The society bearing Vincent's name was founded in Paris by Frederic Ozanam in 1833. Frederic was a 20 year old university student troubled by attitudes prevalent in post-revolution France. He believed that the idealistic vision popular among his fellow students of utopian secular communities would not be successful because it lacked the Christian principles of love and mercy. Challenged to practice his beliefs, Frederic gathered a few other students with beliefs similar to his and together they pooled their money and began delivering groceries to the shut-ins in the poverty-stricken streets of Paris.
This concept, as simple as it was, proved to be powerful and produced a movement which grew rapidly. Within a year there were more than 100 members. Eleven short years later, the society had spread to the United States and by 1853, the year Frederic died at age 40, the society could boast 2000 conferences, 500 of which were outside of France. On August 22, 1997, Frederic Ozanam was beatified by Pope John Paul II at the cathedral in Paris.
The Society of St. Vincent de Paul continues to serve the poor in over 132 countries in all areas of the world.
St. Vincent de Paul operations in Vancouver began in the depression year of 1938 with the aggregation of a conference at the downtown parish of St. James. St. Joseph parish was formed in 1952 followed by Our Lady of Lourdes in 1958; each started and operated separate conferences until the mid-1980's when, first, the St. Joseph Conference and shortly thereafter the Our Lady of Lourdes Conference merged with the St. James Conference. This was an unorthodox arrangement since, typically, separate conferences service the needs of individual parishes. But the leaders were able to attract sufficient volunteers and achieve economies of scale with this arrangement. When the Holy Redeemer parish was formed in 2000, it was immediately incorporated into what became the Vancouver Conference. The conference became affiliated with the Columbia River Council of the St. Vincent de Paul Society in 2002.

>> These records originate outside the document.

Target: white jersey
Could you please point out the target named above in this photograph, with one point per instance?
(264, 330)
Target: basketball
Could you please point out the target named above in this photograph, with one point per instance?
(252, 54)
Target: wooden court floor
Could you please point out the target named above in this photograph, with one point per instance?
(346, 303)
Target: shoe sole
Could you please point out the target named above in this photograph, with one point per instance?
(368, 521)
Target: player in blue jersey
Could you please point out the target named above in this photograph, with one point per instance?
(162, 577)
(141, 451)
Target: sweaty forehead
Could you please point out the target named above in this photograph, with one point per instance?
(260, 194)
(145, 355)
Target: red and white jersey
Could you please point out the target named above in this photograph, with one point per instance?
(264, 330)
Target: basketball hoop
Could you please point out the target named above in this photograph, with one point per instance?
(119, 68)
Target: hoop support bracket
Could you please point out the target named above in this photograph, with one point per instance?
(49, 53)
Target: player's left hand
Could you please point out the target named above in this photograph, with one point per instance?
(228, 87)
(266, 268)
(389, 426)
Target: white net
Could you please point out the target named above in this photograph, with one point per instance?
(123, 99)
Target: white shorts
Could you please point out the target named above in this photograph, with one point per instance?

The combined conference has received continuous financial as well as in-kind contributions from each of the four parishes and has enjoyed excellent cooperation. We feel blest that the pastors and parishioners have been extremely supportive throughout the years.
In 1986 the combined conference began operating from an unused dental office donated by Kaiser-Permanente. Two years later, operations moved to the gymnasium at St. James parish. The need for greater space for conference requirements and St. James parish activities provided the incentive for finding a large, separate home for St. Vincent de Paul. A significant bequest from the Helen Morgan estate accelerated planning. Hal Westby was hired to conduct the capital campaign and initiate grant writing efforts which resulted in significant gifts including $100,000 each from the Meyer Memorial Trust and the Murdock Charitable Trust. Board members Jim DeLong and Tim Norton were the driving force behind the campaign. Tom Crowley served as Board President at the time and Dick Lauer became Executive Director during the course of the campaign. The large modern facility located on Stapleton Road was dedicated in 1997 and began serving the poor.
The Vancouver Conference has seen constant expansion of its services to friends in need during the past decade in the form of food, clothing, household items, rent and utility assistance and other works of charity. Dozens of volunteers faithfully donate their time and efforts into answering God's call to love their neighbors.